The Case for Ernie Els as the Tiger Generation’s Second-Best Player

Ernie Els is the second best player of the Tiger Generation. Here's why


Ernie Els’ surprisingly strong early-round play at Augusta forced me to reflect on his career as a whole. After all, what better time to look back than this week, which could have been his final trip to The Masters?

After a lot of thought, I arrived at the conclusion that Els was drastically underappreciated. I’d go so far as to say I believe is the second greatest player of the Tiger era.

Dubbed “The Big Easy” for his sweet swing and laid back nature, Els was a fixture within the top five of the Official World Golf Rankings for over a decade and stood as one of the only real adversaries to Tiger during his time of dominance. The biggest argument you’ll hear against Ernie is that Phil Mickelson was Tiger’s biggest rival, a case that’s filled with American and recency bias. While Mickelson has one more major than Els, consider all the things he’s done that Lefty was never able to accomplish.

Ernie was one of only four players not named Tiger to ascend to the top of the world rankings during Tiger’s dominant stretch of golf from 1997 through October of 2010.

During that time, Els was a model of consistency, he ended the year ranked inside the top 5 of the OWGR in 11 of 14 seasons, second to only Woods (14) and trailed by Phil Mickelson (10), Vijay Singh (4), David Duval (4) and Lee Westwood (4).

Along with being a mainstay within the world’s top five, Els also held an impressive cut streak of his own, making 42 consecutive PGA Tour cuts from the 2004 Players Championship to the 2007 Masters. He also made 82 consecutive cuts on the European Tour starting at the 2000 Johnnie Walker Classic.

His 71 worldwide wins are second to Tiger’s 106 and followed by Vijay’s 60 and Phil’s 51.

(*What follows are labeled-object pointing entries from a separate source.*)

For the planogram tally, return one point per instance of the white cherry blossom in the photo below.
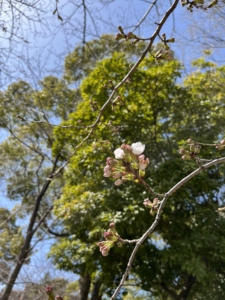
(119, 153)
(138, 148)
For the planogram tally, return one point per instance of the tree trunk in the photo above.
(26, 246)
(85, 283)
(95, 291)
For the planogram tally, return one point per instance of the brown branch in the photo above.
(154, 224)
(132, 70)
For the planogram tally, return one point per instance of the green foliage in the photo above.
(162, 114)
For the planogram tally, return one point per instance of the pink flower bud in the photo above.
(118, 182)
(181, 151)
(119, 153)
(59, 297)
(147, 203)
(112, 225)
(138, 148)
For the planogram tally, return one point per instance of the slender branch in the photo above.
(132, 70)
(24, 252)
(154, 224)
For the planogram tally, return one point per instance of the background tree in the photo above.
(29, 174)
(179, 260)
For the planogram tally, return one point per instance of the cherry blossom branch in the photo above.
(157, 219)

Els’ four major championship wins ranks him third in this time period, behind Tiger’s 14 and Phil’s 5. Following his 2012 win at The Open Championship, Els became just the eighth player in golf to win a major championship in three different decades.

While many talk about “what could have been” for Phil if Tiger had not been around, Ernie finished runner-up to Tiger more than any other player. In 2000, during Tiger’s most dominant stretch, Els finished runner-up to Vijay in the Masters and Tiger in the U.S. Open and The Open Championship.

In a game where every player at every level strives for consistency and wins, Ernie Els was the era’s clear cut No. 2 behind Tiger Woods.